指導者の力負けにアメリカ人記者からも悲鳴が… 

ポトマック通信
16日、フィンランド・ヘルシンキでの共同記者会見の最後に握手するドナルド・トランプ米大統領(左)とロシアのウラジーミル・プーチン大統領(AP)

 プーチン露大統領の遅刻癖からして首脳会談後の共同記者会見は大幅にずれ込むとみて、ヘルシンキの会見会場近くに設置された記者室で中継を見ることにした。本当は就任18カ月のトランプ大統領が、指導的地位に18年いるプーチン氏とどうわたり合うかを目撃したかったが、判断は正解だった。締め切り間際に両首脳の発言を聞き、同時に東京のデスクと調整して原稿を書く作業はとても会見場ではできなかった。

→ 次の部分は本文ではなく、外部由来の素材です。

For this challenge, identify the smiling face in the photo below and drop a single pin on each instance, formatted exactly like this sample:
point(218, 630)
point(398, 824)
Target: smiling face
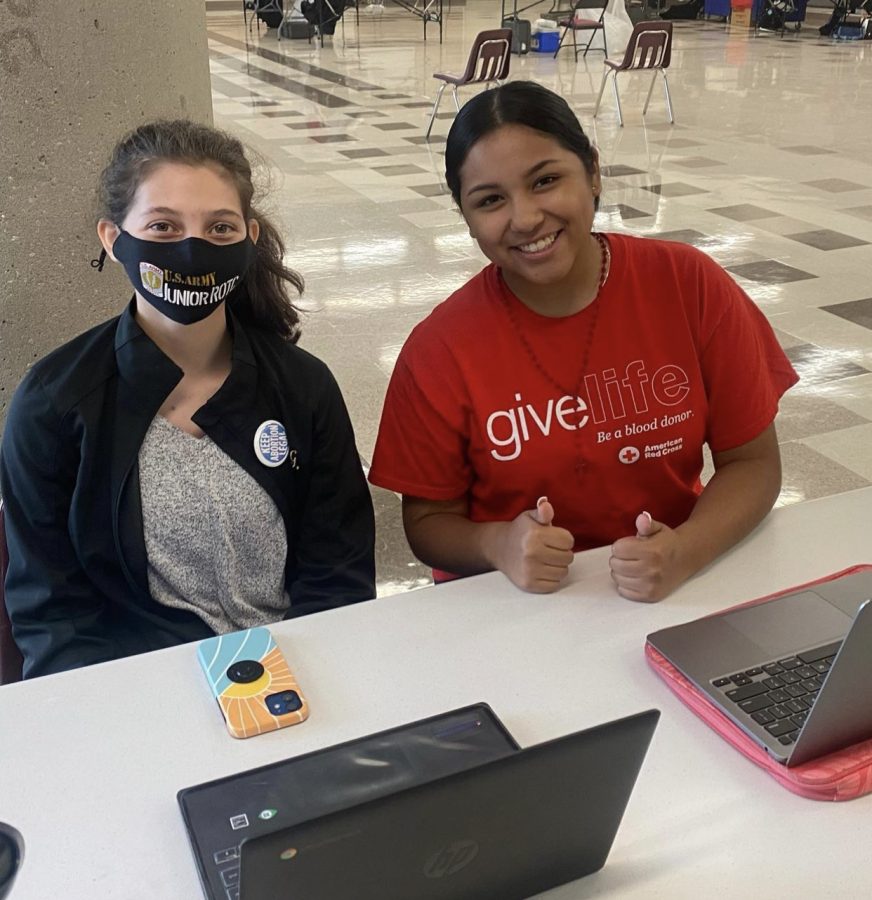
point(177, 201)
point(529, 203)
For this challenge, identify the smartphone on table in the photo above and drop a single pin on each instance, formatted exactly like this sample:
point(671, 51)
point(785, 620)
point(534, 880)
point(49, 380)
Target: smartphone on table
point(255, 689)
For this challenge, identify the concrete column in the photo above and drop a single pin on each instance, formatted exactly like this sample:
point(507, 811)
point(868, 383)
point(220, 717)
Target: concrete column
point(75, 76)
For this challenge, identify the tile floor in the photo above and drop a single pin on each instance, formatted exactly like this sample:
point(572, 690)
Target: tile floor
point(768, 169)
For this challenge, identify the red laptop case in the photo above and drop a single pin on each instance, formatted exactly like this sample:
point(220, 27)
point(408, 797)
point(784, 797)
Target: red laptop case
point(842, 775)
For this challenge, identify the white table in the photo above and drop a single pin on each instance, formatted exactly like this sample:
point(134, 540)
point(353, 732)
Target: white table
point(90, 761)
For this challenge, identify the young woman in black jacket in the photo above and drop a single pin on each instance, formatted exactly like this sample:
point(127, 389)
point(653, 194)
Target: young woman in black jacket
point(183, 469)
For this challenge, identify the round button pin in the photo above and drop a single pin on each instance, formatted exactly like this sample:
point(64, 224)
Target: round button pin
point(271, 443)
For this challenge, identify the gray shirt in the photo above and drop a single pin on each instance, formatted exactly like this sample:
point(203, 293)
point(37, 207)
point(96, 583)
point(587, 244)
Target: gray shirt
point(215, 540)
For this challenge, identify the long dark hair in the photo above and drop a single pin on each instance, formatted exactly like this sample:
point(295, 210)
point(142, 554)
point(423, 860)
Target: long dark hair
point(516, 103)
point(264, 300)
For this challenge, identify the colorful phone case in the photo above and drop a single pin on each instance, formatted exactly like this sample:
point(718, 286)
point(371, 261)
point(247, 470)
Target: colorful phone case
point(244, 704)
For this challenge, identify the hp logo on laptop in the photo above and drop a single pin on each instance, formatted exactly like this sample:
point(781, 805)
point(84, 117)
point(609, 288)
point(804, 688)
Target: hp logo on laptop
point(450, 859)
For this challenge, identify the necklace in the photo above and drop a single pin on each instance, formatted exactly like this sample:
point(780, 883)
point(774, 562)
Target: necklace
point(571, 390)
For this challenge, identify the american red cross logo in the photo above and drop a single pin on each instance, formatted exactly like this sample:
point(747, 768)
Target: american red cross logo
point(628, 455)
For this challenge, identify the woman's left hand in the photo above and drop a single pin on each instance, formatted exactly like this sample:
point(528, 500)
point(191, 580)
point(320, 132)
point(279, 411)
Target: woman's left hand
point(648, 566)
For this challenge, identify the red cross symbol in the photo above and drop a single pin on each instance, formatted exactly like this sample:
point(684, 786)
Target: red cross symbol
point(628, 455)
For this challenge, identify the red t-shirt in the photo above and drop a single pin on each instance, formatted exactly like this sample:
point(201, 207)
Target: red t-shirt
point(605, 412)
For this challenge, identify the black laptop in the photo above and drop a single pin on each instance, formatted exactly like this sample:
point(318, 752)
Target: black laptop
point(794, 673)
point(221, 814)
point(511, 825)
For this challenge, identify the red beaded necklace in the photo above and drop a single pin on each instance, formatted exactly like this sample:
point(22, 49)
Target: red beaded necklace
point(572, 390)
point(605, 265)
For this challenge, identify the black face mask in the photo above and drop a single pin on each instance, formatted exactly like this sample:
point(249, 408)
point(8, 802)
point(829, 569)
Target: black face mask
point(184, 280)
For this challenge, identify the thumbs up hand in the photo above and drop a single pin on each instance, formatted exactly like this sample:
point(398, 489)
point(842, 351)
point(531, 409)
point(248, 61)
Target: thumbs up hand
point(534, 553)
point(648, 566)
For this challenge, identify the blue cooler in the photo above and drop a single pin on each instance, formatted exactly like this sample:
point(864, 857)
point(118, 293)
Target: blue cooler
point(545, 41)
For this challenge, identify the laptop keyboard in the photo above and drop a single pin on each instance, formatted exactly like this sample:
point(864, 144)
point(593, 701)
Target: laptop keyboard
point(778, 695)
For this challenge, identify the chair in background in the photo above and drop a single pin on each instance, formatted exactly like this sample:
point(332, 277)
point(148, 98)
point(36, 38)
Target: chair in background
point(10, 655)
point(650, 47)
point(576, 23)
point(488, 62)
point(11, 856)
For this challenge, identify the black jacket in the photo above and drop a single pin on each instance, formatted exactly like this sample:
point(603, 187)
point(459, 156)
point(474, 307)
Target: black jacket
point(77, 585)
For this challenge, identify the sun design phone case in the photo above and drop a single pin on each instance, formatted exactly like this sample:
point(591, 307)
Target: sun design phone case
point(252, 682)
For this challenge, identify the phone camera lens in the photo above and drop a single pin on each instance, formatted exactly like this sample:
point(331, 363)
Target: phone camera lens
point(245, 671)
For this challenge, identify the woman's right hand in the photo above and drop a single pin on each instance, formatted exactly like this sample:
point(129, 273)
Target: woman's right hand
point(534, 554)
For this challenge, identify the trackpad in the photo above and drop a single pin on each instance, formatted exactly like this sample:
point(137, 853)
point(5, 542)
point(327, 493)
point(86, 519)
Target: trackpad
point(781, 627)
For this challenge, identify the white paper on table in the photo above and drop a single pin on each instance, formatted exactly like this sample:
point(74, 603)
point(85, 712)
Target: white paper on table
point(618, 27)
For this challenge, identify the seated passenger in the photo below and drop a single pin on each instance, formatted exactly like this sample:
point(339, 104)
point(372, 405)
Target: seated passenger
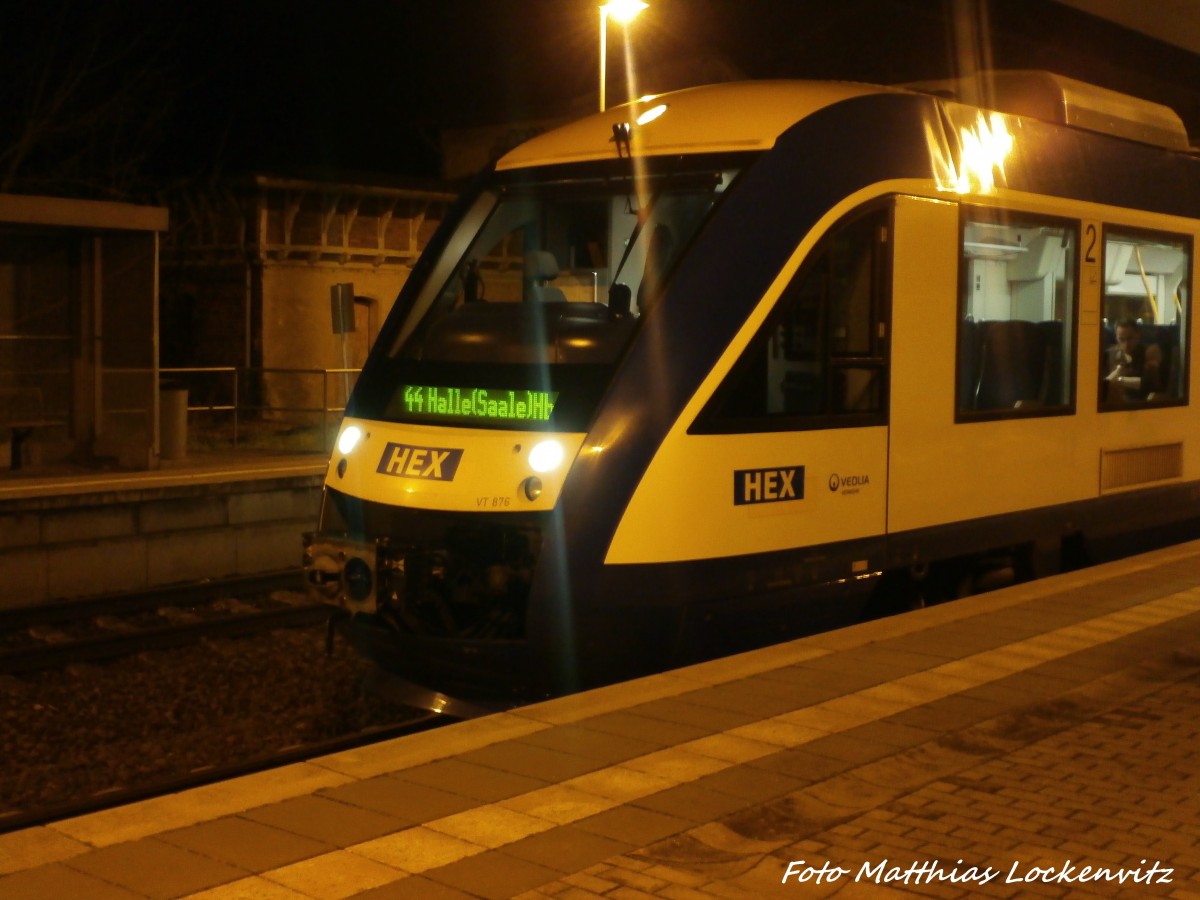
point(1132, 369)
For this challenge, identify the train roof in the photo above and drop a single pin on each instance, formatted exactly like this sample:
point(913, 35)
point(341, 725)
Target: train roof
point(751, 115)
point(719, 118)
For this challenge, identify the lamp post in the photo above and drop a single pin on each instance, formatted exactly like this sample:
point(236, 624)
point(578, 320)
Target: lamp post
point(624, 12)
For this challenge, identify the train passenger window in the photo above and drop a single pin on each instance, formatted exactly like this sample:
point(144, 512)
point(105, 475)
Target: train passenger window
point(1017, 315)
point(1144, 349)
point(820, 359)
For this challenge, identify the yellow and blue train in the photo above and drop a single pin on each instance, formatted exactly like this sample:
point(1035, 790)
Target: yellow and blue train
point(743, 361)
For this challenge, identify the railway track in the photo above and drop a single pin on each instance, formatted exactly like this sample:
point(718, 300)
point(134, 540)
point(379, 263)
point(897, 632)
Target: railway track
point(119, 795)
point(58, 635)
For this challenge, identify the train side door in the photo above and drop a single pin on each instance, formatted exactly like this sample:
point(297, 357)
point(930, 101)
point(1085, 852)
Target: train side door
point(792, 444)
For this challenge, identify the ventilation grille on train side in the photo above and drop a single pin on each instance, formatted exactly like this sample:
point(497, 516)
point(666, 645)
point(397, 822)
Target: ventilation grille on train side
point(1140, 466)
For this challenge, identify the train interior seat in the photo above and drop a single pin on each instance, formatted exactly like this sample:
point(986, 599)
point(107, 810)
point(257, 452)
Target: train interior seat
point(540, 269)
point(659, 251)
point(1011, 363)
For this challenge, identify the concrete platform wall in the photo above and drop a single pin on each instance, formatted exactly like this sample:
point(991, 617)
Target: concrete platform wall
point(87, 545)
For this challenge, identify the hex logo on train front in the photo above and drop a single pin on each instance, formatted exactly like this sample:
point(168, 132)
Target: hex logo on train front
point(437, 463)
point(768, 485)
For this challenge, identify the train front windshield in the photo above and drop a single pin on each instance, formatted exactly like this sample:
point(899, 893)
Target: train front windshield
point(535, 294)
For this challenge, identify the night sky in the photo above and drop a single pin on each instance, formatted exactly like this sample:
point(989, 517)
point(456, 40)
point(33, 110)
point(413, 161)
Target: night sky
point(365, 87)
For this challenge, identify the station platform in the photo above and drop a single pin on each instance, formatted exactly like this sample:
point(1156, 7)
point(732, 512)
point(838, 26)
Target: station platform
point(1037, 741)
point(72, 532)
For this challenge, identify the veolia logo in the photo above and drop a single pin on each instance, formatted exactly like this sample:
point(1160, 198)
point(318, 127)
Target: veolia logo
point(849, 484)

 記者室では、大きなスクリーンに映し出されたトランプ氏がロシア疑惑で自国の情報機関よりプーチン氏の肩を持つような発言をするたびにため息のような「オー…」という声が出た。自国の指導者がプーチン氏に力負けしていることへの悲鳴に聞こえた。

 オバマ前大統領のスピーチライターだったローズ元副補佐官は最近出版した回顧録で、任期の8年近く批判材料とされたオバマ氏の一言を挙げた。就任間もなく「私は米国の例外主義を信じているが、英国人もギリシャ人も自国の例外主義を信じているのではないか」と述べたことで、オバマ氏は米国の優越性を信じていないと批判された。

 プーチン氏の隣で見せたトランプ氏の「弱さ」は野党の批判材料となり、11月の中間選挙や大統領再選戦略にも影響を与えるだろう。(加納宏幸)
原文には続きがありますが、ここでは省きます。